Translation: “That way involves a lot of work. Is this really that bad?”

And my answer, almost every time: “If you have to ask, then yeah—probably.”

But that’s where the fun problem-solving challenges come in: Can we do right by the user given all the technical constraints, policies, and ticking clocks?

When you’re all wrestling with those tradeoffs together—balancing user needs, policy, and feasibility—that’s when real ownership starts to form.


6. Increased investment in success

This is where the real payoff happens: investment.

I’ve always advocated for embedding UX within development teams—because honestly, why wouldn’t you? When designers and engineers build side by side, they naturally care more about the outcome.

But when that same crew works directly with their users, that investment goes through the roof. Everyone’s hearing the same pain points, seeing the same friction, and solving it together.

And when developers help shape the solution—not just code it—they’re that much more excited to see it succeed.


7. Stronger trust with end users

That shared investment doesn’t just stay within the team—it spills outward.
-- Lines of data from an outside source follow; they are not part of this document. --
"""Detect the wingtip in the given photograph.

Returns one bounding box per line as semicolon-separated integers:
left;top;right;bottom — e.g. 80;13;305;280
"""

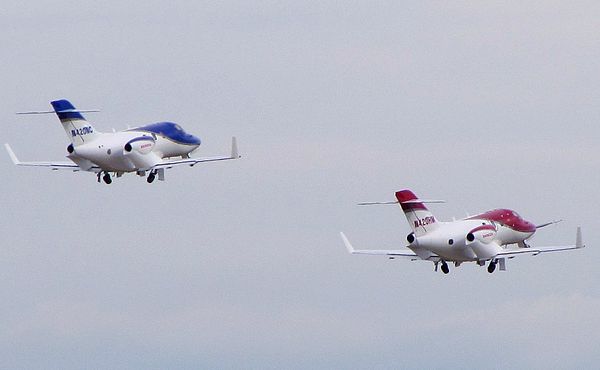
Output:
575;226;585;248
231;136;242;159
340;231;354;254
4;143;20;165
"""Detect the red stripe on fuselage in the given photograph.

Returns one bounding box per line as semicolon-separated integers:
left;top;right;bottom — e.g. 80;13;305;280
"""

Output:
468;209;535;233
396;190;427;212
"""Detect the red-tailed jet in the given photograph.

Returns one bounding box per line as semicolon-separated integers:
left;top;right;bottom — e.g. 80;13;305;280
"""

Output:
340;190;585;274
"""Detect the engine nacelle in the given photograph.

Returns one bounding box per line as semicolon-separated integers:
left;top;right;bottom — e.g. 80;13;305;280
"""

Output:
123;136;156;154
466;225;496;244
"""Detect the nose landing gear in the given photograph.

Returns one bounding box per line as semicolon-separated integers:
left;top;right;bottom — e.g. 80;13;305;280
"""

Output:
98;171;112;184
488;260;497;274
442;261;450;274
146;170;156;184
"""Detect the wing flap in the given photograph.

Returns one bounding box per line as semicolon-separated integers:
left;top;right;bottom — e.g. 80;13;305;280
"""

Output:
4;144;82;171
340;232;421;261
496;227;585;258
152;136;241;169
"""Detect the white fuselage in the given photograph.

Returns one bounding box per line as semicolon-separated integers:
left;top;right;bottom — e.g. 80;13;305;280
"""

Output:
68;129;200;172
408;218;535;262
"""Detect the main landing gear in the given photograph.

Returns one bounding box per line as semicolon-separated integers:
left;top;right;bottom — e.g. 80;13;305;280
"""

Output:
488;260;497;274
146;170;156;184
442;261;450;274
435;260;450;274
98;172;112;184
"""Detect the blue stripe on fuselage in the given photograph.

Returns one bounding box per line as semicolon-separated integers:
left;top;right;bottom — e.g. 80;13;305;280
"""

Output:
129;122;200;145
50;99;85;120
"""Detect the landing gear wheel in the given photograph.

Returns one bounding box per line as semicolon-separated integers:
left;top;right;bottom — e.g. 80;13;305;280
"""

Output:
146;171;156;184
102;172;112;184
442;262;450;274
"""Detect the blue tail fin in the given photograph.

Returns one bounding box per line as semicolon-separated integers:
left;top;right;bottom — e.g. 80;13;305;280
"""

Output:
50;99;100;146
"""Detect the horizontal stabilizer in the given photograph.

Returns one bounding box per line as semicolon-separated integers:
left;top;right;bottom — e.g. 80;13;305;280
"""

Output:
340;232;421;260
535;220;562;229
16;109;100;114
357;199;446;206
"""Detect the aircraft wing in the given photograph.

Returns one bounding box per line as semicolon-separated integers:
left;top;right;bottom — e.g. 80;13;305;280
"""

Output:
4;144;83;171
340;232;421;261
496;227;585;258
152;137;241;169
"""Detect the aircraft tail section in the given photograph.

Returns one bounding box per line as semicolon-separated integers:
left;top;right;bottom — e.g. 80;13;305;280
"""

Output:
50;99;100;146
396;190;439;236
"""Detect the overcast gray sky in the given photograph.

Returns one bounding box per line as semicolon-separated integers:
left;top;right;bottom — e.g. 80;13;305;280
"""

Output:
0;0;600;369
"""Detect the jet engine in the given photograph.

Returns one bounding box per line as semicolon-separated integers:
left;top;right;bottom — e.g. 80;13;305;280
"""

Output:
123;136;156;154
123;136;160;169
465;225;501;259
466;225;496;244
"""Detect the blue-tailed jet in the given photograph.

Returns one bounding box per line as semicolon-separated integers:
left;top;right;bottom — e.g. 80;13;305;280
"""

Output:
5;100;240;184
When users see that same collaboration and care, trust starts to build.

Embedded teams working alongside analysts, case workers, or clinicians show that the builders actually get it. They understand the work, the pressure, the why behind the what. And when users feel understood, they lean in instead of resist.
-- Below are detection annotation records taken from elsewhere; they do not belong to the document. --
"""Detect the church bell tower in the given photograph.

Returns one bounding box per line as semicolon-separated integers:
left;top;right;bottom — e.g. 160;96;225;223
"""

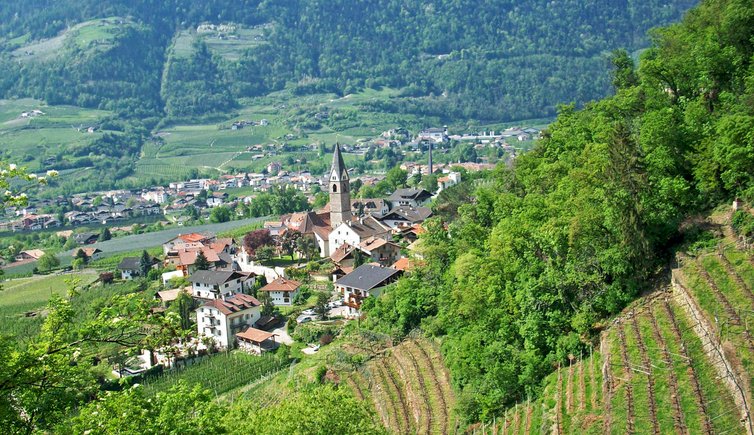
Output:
329;143;351;229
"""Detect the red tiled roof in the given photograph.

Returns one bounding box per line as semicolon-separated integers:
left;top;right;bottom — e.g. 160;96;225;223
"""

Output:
236;326;277;343
259;278;301;292
178;246;220;266
178;233;208;242
202;293;262;316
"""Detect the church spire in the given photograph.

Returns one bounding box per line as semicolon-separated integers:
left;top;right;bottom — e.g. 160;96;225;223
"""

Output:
330;142;348;181
330;143;351;229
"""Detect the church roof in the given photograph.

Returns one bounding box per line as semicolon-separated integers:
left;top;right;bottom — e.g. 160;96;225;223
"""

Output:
330;143;348;181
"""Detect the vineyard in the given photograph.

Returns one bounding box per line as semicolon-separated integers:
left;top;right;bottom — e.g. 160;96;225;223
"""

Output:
144;352;290;396
345;339;456;433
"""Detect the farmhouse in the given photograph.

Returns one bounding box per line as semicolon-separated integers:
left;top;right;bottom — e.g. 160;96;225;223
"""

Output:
388;189;432;207
335;264;401;316
380;206;432;229
16;249;45;261
196;293;261;349
189;270;254;299
236;327;278;355
71;248;102;261
258;278;301;305
118;257;160;279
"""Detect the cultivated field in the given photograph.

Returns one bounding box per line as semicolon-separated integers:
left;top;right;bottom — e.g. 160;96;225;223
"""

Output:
344;339;456;434
144;351;289;396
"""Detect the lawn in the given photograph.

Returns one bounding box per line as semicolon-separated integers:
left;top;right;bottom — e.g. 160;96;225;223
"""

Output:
0;272;97;337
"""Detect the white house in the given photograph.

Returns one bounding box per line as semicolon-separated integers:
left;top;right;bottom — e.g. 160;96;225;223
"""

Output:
328;216;391;252
417;127;448;143
189;270;253;299
118;257;160;279
196;293;261;349
335;264;401;316
258;277;301;305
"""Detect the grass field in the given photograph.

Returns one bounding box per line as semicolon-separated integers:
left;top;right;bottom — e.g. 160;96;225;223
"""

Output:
0;272;97;337
0;98;109;177
13;17;133;62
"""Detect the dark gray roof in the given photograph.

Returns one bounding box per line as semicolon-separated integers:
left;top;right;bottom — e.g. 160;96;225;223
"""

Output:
118;257;141;270
380;207;432;223
335;264;400;290
189;270;242;285
118;257;158;270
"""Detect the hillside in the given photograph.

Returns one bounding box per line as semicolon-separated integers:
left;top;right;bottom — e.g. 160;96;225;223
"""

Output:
484;214;754;434
0;0;695;121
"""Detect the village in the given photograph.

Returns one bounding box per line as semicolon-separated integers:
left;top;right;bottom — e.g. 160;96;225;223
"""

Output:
97;145;440;376
0;123;528;236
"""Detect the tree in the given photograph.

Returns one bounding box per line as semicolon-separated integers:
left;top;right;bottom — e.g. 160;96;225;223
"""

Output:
194;251;210;270
209;205;230;223
37;252;60;271
139;249;152;278
314;292;330;320
75;248;89;264
243;229;275;257
97;227;113;242
257;291;275;316
280;230;301;260
385;166;408;190
256;245;275;262
227;385;387;435
63;380;226;434
296;237;319;261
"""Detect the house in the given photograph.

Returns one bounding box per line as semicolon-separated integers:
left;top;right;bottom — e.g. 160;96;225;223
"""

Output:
155;287;191;308
162;233;216;255
162;270;184;287
358;237;401;266
417;126;448;143
437;172;461;193
335;264;401;316
118;257;160;279
283;211;331;257
72;248;103;261
189;270;254;299
379;207;432;229
16;249;45;261
236;326;279;355
388;189;432;207
351;198;390;216
328;216;391;258
196;293;262;349
257;277;301;306
73;233;99;245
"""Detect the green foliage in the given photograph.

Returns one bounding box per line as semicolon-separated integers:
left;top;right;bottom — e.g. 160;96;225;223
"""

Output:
57;380;226;434
37;252;60;271
228;385;386;435
209;205;231;223
364;0;754;421
144;351;289;396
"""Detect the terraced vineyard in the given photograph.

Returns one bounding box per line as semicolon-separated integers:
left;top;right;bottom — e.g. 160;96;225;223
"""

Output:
344;340;456;433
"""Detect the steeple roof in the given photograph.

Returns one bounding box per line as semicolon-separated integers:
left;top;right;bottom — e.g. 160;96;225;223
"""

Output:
330;143;348;181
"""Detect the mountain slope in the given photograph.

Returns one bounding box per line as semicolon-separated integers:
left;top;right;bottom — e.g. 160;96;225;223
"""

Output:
0;0;694;121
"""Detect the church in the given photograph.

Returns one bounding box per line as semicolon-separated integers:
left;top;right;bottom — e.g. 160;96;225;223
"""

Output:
285;144;392;257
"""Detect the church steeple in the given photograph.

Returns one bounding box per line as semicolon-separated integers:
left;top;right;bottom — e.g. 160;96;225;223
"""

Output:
330;143;351;228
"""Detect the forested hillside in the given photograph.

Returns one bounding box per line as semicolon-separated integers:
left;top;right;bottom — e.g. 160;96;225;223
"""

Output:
362;0;754;421
0;0;695;124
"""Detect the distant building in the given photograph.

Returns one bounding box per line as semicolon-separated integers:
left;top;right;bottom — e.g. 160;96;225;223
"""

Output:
335;264;401;316
417;126;448;143
257;277;301;306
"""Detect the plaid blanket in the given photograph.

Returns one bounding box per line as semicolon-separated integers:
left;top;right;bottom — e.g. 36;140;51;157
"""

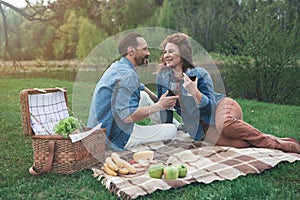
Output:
93;133;300;199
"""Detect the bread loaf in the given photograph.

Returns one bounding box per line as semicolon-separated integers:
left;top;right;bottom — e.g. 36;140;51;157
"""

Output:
133;150;154;162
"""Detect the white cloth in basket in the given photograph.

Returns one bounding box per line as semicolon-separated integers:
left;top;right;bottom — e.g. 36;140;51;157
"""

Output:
28;91;69;135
Plus, proximity does something softer but just as powerful—it builds relationships. You stop being “the dev team” or “the UX people” and start being… friends. 🥹
And we all like to do nice things for our friends.


8. Improved resilience under pressure

That kind of trust pays off when things get tough. When the mission shifts or the timeline tightens, everyone’s already on the same side.

Embedded teams respond faster and panic less (okay—sometimes we panic). But compared to the old feedback → design → develop → review loop, they’re simply more fluid. Adaptability isn’t a process for them—it’s a habit.


9. Cross-disciplinary empathy

When you work shoulder to shoulder every day, you start to see what’s hard for everyone else. Designers learn what’s tough to build. Engineers learn what’s tough to use.

That shared empathy leads to pragmatic solutions—the kind that balance technical reality with human need. It's not the perfect-on-paper kind, but the kind that actually works.


10. A culture of continuous improvement

We’re the CI/CD of UX and development, baby—that’s how everything gets built!

Small improvements stack up. Feedback flows naturally. The line between “designing” and “building” blurs until it’s just one team, constantly tuning for better.

And with all those tiny, incremental changes, you don’t always notice how far the product has come—only that users are a little happier every time you check in.


Wrapping up

At the end of the day, embedded teams are how great mission work actually happens. When UX, engineering, and domain experts huddle together, the work stops being about deliverables and starts being about outcomes.

You get better tools, smarter decisions, and a team that genuinely cares about the people they’re building for. Everyone learns more. Everyone invests more. Everyone wins.

Maybe “contractor” started as a dirty word. But when you’re embedded, invested, and aligned with the mission, it starts to sound a lot more like partner.

Turns out the C-word isn’t so bad when it stands for caring. 🥹


*Also “consultants,” if your company feels fancy—but most of the time, it’s the same thing.